The Bureau of Ocean Energy Management has been reviewing nearly 1 million public comments as it hones the plan, Interior Department spokesman Blake Androff said by e-mail. “Public input is a critical component of the process,” he said, noting the agency also held 23 public meetings and met with stakeholders across the country.

Resident Opposition

Environmentalists want the administration to heed the concerns of local, coastal residents who have banded together in opposition — even when it conflicts with drilling-minded officials in southeastern statehouses. The governors of all four directly affected East Coast states — Virginia, North Carolina, South Carolina and Georgia — support offshore drilling near their shores.

The clash is especially stark in the political battleground of Virginia, where Democratic Governor Terry McAuliffe and Democratic Senators Mark Warner and Tim Kaine — all potential running mates for Hillary Clinton — have united to back oil lease sales.

“The coastal communities are in lockstep together on this; even those outside the planning area in New Jersey in Florida are uniformly saying no — no drilling, no seismic, no anything,” Claire Douglass, a campaign director at the conservation group Oceana, said by phone.

Spill Fears

Environmentalists say an oil spill in U.S. Atlantic waters would devastate the coastal economy, including tourism, fishing and recreational activities. But the oil industry highlights the potential dividends — as much as $60 billion in added economic value for states from Delaware to Georgia, according to a 2014 report commissioned by the Interstate Policy Alliance and South Carolina’s Palmetto Policy Forum.

Conservationists also view the dispute over Atlantic drilling as the major front in their fight against fossil fuels, which has seen victories in the past year, as world leaders agreed to a climate pact in Paris, the Environmental Protection Agency imposed its Clean Power Plan cutting greenhouse gas emissions from the power sector and the Obama administration halted new coal leasing on public land.

Obama Legacy

“Over the past six months, we’ve made more progress on this issue than we’ve ever seen in our history,” League of Conservation Voters President Gene Karpinski said in a conference call.
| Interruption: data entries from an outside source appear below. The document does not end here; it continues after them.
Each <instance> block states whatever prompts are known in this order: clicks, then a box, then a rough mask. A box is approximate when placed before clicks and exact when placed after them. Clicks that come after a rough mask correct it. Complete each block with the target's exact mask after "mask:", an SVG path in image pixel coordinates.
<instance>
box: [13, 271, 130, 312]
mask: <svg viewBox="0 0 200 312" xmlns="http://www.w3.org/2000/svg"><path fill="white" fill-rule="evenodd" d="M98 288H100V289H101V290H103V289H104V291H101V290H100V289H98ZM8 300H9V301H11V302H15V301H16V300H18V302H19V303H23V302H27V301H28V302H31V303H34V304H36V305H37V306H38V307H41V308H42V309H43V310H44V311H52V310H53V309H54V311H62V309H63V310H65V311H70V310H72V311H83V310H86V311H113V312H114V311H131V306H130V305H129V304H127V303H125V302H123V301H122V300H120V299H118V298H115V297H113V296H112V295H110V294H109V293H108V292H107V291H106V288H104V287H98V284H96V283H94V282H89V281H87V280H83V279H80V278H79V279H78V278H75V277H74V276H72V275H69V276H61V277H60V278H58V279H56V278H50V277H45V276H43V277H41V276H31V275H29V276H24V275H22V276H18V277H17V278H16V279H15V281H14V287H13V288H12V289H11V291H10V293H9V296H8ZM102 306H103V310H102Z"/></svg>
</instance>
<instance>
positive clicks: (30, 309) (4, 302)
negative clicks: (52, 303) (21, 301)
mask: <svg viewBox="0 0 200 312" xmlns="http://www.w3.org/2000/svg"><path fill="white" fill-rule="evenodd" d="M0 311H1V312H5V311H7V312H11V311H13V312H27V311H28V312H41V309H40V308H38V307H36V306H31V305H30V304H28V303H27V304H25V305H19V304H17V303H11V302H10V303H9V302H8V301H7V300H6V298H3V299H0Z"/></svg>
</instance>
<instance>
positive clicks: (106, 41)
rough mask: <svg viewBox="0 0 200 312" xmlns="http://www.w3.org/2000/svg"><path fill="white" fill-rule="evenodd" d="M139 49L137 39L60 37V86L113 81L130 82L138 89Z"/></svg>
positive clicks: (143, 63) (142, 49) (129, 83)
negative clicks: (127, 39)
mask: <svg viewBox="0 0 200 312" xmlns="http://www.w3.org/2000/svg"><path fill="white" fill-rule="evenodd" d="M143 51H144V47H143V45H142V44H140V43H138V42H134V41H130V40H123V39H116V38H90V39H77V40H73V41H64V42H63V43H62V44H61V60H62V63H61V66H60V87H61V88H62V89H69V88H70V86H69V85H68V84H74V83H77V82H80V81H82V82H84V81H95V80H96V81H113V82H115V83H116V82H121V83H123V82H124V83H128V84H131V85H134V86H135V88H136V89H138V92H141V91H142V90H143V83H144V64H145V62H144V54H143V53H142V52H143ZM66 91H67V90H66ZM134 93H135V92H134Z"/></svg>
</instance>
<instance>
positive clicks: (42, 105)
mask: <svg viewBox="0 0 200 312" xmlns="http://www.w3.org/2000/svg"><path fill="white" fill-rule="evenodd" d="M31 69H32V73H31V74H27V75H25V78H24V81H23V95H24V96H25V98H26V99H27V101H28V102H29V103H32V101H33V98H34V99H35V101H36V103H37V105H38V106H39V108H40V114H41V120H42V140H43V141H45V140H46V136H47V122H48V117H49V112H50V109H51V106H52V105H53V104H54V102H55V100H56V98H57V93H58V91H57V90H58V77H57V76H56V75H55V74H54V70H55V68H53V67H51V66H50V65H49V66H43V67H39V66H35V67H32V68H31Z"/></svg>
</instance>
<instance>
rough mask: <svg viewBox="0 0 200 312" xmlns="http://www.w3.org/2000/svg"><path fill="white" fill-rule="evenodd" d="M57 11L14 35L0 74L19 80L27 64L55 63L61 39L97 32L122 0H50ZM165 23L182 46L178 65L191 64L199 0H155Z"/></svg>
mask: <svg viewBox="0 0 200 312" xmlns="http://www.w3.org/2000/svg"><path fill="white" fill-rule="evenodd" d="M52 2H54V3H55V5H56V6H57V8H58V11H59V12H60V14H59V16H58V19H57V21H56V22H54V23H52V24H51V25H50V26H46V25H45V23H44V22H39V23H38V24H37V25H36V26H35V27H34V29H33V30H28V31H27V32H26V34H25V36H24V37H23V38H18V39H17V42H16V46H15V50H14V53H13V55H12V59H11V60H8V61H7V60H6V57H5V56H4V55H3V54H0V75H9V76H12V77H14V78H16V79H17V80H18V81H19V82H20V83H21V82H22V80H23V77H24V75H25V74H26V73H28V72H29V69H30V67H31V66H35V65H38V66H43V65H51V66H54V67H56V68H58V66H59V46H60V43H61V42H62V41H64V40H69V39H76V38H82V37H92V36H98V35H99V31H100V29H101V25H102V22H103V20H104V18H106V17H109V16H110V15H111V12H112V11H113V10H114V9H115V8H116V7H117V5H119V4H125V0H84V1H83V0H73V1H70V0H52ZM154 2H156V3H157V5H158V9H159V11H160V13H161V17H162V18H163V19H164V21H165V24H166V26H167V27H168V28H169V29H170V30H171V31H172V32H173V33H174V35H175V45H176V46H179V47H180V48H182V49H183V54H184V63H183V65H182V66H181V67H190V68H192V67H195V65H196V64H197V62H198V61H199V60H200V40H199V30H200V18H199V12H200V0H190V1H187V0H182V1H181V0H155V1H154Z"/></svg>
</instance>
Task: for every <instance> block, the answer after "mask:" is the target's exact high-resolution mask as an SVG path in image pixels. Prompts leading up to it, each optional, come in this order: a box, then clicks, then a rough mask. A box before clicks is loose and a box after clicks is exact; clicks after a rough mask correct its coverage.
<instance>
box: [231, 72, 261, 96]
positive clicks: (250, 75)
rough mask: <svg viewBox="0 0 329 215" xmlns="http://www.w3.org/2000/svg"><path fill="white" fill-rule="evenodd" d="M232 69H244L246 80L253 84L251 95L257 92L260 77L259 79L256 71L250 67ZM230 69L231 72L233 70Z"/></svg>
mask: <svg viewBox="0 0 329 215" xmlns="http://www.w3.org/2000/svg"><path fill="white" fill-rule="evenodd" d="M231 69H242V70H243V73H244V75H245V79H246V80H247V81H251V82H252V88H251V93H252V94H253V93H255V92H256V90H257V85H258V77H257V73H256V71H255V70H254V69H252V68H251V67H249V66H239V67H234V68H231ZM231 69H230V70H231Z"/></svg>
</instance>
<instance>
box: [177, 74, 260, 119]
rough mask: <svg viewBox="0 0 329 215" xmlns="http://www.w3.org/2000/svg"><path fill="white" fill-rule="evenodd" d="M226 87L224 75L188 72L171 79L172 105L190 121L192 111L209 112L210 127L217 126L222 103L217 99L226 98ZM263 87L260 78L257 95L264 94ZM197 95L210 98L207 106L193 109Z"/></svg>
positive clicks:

Obama has made “amazing” strides, Karpinski said, and “now he has an opportunity to build on that legacy.”

Oil companies such as BP Plc, ConocoPhillips and Exxon Mobil Corp. have pared their capital spending amid low crude and gas prices, raising the question of how much they could devote to snapping up new Atlantic leases even if an auction were held in 2021. But industry officials stress that when oil companies add to offshore portfolios, they are eyeing potential production and returns at least a decade in the future, only after initial exploratory drilling that yields discoveries, decisions to further invest and the construction of infrastructure to support the work.

“Politics end up playing too much of a role in energy policy decisions,” API’s Milito said. “You have to get away from politics. This decision is actually not to have a lease sale in 2021, just include it in a plan as an option. It leaves open that opportunity when that time comes, to do further analysis and see if there’s interest there and move forward.”